This is taken from an old exam question I struggle to understand.
Let $X,Y$ be any random variables. One has to find out whether $I(X;\max{(Y,0)}) \leq I(X;Y)$ holds always, sometimes or never.
From my understanding we have
- $I(X;Y) = H(X) - H(X|Y) = H(Y) - H(Y|X)$
- $I(X;\max{(Y,0)}) = H(\max(Y,0))- H(\max(Y,0)|X) = H(X) - H(X | \max(Y,0))$
Furthermore using the definition of $H(Y) = - \sum_{y \in \mathcal{Y}}p(y)\log(p(y))$ I conclude that $H(Y) \geq H(\max(Y,0))$ since:
- the possible values $\max(Y,0)$ can take is smaller than the values the original $Y$ could take if some values of $Y$ were smaller than zero meaning we will have fewer summands.

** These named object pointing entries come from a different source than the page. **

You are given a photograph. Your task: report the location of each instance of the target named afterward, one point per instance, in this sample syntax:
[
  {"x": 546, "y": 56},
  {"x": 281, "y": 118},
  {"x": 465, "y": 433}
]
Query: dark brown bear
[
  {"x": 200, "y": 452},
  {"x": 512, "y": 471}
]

- we have equality if all values of $Y$ are strictly bigger than $0$ because then we have $\max(Y,0)=Y$
- if all values of $Y$ are smaller than $0$ we automatically have $H(\max(Y,0)) = 0$ and the inequality also holds.
However from this point onwards I am stuck. The problem is that I have no clue to show that for example $H(X|\max(Y,0)) > H(X|Y)$ (if that even is true).
Since this approach didn't really help a lot I thought I would look at finding an estimate for the equivalent $I(X;\max{(Y,0)}) = H(X) - H(X | \max(Y,0))$.
We would now have to find a relation between $H(X | \max(Y,0))$ and $H(X | Y)$.
By definition we have $H(X|Y) = \sum_y p(y)\cdot H(X|Y=y)$ where $H(X|Y=y) = -\sum_{x} p(x|y)\log p(x|y)$.
However I struggle to continue from here.
Any help in solving this question is appreciated, even if its just intuitive help.
Intuitively I think that the statement is always true and since I can potentially learn a lot more about $X$ if I know $Y$ instead of knowing $\max{(Y,0)}$
The statement is always true and it is concluded from the Data Processing Inequality. More precisely, let $Z=\max(Y,0)$. Then, the Markov chain $X-Y-Z$ holds and hence, $I(X;Z) \leq I(X;Y)$.